Caitlin Smith Gilson

Professor of Philosophy, University of Holy Cross

New Orleans, Louisiana

Cicero Bruce illuminates a problem felt painfully within the world of literary study, one that is not contained within the ivory tower but reverberates out to the daily world and is symptomatic of severe ideological flaws in our culture: literature is being torn asunder by people who would press it into service for political agendas. When literary study does not prove a good slave for propagating the myriad fervid causes and political movements with which the current social actors are obsessed, these same social grand marshals seek to snuff out the entire living body of works that have historically composed the Western canon.

Archbishop Fulton J. Sheen once said that if you tear out a page of Dostoyevsky’s Crime and Punishment, the page will bleed. Sheen understood the animate properties of timeless literature. There is something about the human creative genius that mimics the intellect of the Creator who brought all the world into being by the Word. In a humbler but still genuinely creative way, the truly inspired author speaks something into existence. His literary work then stands on its own, not as a point of isolated Cartesian blockish existence but as a living thing that incarnates again and again in the minds of readers.

The current misaligned expectation for literature is not beauty or aesthetic quality but that it be efficient propaganda. Both sociopolitical sides, conservative and liberal, want literature to serve them this way. It is appalling to see true literary works hacked to bits so the pieces can be cobbled together to support trending sexual and social ideologies. It’s like watching the grisly assembling of Frankenstein’s monster from etherized living bodies.

The irreverent use of literary works is indicative of a deeply disturbing habit in our culture: the equation of uselessness with worthlessness. We could blame industrialization, Descartes, or even Original Sin for this inability to see value extrinsic to one’s own goals and desires, to assess a thing’s worth outside the one burning question of our age, “What does this do for me?” Whether it is a priceless work of art, a pearl of great price, or a person in vitro, the consuming ego is now the arbiter of worth.

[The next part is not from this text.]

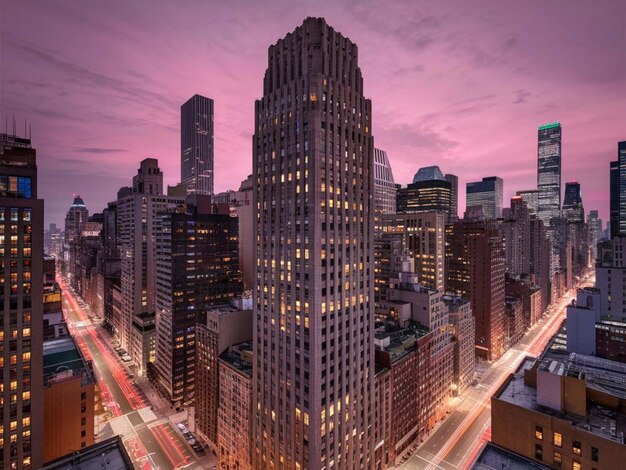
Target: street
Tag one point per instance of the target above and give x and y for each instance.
(150, 439)
(459, 438)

The inspired author is a creator who births something into this world that has a value and a right to exist in itself. Those trends desiccating and burying the Western canon are unable to see the carnage they are causing because they are incapable of conceiving of the sacred. Harold Bloom was right to hold on to a monastic hope. The history of human learning is a series of waxing and waning cycles. There is a tragedy in the present time, but it is a recurring tragedy in the human story. And, after all, tragedy can have its own transcendent beauty.